Confidence-Based Sampling
A novel confidence-based sampling strategy adaptively generates multiple depth hypotheses per pixel. The per-pixel confidence, predicted by the diffusion model, adjusts the sampling range: high confidence narrows the range for fine refinement, while low confidence broadens it to recover from errors. This mechanism provides informative first-order optimization directions, enhancing the denoising process.
Learned Upsampling
Between stages, learned upsampling with a mask is used instead of bilinear or nearest interpolation, improving depth map quality by leveraging local neighborhood information.
Training and Inference
The loss function incorporates L1​ error in normalized inverse depth, weighted by confidence and regularized to avoid trivial solutions. Exponentially increasing weights balance supervision across stages and iterations. During inference, DDIM sampling is used for efficiency, with only one timestep required due to the strong initialization.
Experimental Results
DiffMVS and CasDiffMVS are evaluated on DTU, Tanks and Temples, and ETH3D datasets. CasDiffMVS achieves SOTA reconstruction accuracy and completeness, outperforming prior methods in both indoor and outdoor scenes. DiffMVS offers competitive accuracy with unmatched efficiency in run-time and memory.
Figure 6: Qualitative comparisons of reconstruction errors on Tanks and Temples dataset.
Figure 7: Qualitative comparisons of reconstruction errors on ETH3D dataset.
Efficiency Analysis
DiffMVS achieves the highest efficiency in both run-time and GPU memory among all evaluated methods. CasDiffMVS, despite its cascade refinement, remains more efficient than transformer- and 3D CNN-based competitors.
Figure 8: Efficiency comparison with SOTA MVS methods on DTU in terms of run-time and GPU memory.
Figure 9: Run-time comparison per module on DTU, highlighting the advantages of the proposed architecture.
Confidence Visualization
The learned confidence maps reliably reflect depth error distributions, with high confidence in regions of low error and vice versa, despite unsupervised training.

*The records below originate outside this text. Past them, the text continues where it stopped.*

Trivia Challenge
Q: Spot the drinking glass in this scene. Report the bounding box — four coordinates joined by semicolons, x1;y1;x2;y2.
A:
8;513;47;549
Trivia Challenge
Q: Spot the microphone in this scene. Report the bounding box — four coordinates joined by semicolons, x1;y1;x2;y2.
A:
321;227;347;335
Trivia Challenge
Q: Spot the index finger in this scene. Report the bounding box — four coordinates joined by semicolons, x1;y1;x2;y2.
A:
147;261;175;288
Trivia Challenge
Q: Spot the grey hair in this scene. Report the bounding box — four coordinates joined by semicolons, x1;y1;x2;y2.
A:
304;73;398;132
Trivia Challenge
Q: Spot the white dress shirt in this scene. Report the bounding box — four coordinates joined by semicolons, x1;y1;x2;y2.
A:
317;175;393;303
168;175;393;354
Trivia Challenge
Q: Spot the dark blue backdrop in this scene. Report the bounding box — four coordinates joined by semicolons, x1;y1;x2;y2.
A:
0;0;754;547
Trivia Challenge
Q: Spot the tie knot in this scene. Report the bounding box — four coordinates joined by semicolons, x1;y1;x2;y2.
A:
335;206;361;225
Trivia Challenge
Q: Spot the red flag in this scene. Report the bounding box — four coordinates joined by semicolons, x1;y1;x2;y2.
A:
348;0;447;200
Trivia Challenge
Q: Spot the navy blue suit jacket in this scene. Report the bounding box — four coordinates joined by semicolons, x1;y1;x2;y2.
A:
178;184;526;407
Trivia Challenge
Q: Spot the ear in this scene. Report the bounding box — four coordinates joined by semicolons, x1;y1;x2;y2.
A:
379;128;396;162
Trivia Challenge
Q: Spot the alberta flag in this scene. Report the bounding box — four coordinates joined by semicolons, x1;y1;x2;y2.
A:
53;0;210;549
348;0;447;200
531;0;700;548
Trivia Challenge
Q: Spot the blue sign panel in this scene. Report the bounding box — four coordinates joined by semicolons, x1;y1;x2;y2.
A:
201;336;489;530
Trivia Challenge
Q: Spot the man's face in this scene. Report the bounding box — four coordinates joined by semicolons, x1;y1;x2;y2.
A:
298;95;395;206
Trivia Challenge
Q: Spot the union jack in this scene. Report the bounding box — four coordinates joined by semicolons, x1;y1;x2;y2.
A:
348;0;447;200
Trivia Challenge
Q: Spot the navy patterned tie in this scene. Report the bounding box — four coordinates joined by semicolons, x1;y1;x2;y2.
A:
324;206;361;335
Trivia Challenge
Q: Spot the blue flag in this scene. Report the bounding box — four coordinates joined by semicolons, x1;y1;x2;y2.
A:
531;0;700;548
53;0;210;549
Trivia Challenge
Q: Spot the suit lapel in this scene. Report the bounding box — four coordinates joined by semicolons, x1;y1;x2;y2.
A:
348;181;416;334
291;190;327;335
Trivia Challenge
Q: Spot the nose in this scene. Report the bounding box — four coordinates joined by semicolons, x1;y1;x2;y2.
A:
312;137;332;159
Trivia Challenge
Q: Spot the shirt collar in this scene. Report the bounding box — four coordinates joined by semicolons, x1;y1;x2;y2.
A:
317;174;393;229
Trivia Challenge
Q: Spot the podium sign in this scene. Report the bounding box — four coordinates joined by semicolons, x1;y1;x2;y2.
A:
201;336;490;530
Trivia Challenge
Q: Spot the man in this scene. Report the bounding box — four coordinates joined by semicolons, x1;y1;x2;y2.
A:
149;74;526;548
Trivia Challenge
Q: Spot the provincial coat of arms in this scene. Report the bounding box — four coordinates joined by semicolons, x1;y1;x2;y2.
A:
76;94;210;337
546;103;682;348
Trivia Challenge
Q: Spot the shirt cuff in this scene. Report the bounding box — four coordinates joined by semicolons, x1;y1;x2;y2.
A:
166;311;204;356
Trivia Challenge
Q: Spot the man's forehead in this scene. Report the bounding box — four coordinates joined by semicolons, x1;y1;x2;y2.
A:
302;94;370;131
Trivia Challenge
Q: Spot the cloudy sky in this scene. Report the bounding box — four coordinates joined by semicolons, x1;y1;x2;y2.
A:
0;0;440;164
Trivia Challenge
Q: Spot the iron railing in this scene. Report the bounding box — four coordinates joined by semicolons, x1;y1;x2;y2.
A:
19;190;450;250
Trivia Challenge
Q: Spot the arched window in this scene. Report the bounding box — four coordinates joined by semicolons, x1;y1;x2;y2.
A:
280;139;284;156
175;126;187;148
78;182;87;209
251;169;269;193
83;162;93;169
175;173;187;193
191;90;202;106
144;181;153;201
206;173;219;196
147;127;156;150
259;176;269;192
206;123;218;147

Figure 10: Visualization of reference image, depth map, depth error map, and confidence map on BlendedMVS validation set.
Ablation Studies
Comprehensive ablations validate the contributions of each component:
- Diffusion Process: Removing diffusion or replacing it with noise augmentation degrades performance, confirming the necessity of the conditional diffusion mechanism.
- Condition Encoder: Excluding cost volume, depth context, or image context features reduces accuracy, demonstrating the importance of each.
- Confidence-Based Sampling: Fixed or single-sample strategies underperform compared to adaptive, confidence-driven sampling.
- Diffusion Network Design: The convolutional GRU enables iterative refinement with fewer parameters and better convergence than stacked U-Nets.
Implementation Considerations
- Resource Requirements: DiffMVS is suitable for real-time and resource-constrained applications, while CasDiffMVS targets high-accuracy scenarios.
- Scaling: The lightweight architecture and efficient sampling enable deployment on standard GPUs and potential adaptation for mobile devices.
- Limitations: The method relies on accurate initial depth estimation; extreme noise or poor initialization may affect convergence.
Implications and Future Directions
The integration of conditional diffusion models into MVS offers a principled approach to escaping local minima and balancing efficiency with accuracy. The confidence-aware sampling mechanism provides a robust optimization direction, and the lightweight network design facilitates practical deployment. Future research may explore further reduction of computational overhead, adaptation to uncalibrated or sparse-view scenarios, and extension to other geometry estimation tasks such as surface normal or optical flow estimation.
Conclusion
This work presents a conditional diffusion-based MVS framework with a confidence-aware sampling strategy and lightweight network architecture. DiffMVS and CasDiffMVS set new baselines for efficient and accurate multi-view depth estimation, demonstrating strong generalization and resource efficiency. The approach provides a foundation for future advances in learning-based 3D reconstruction and related vision tasks.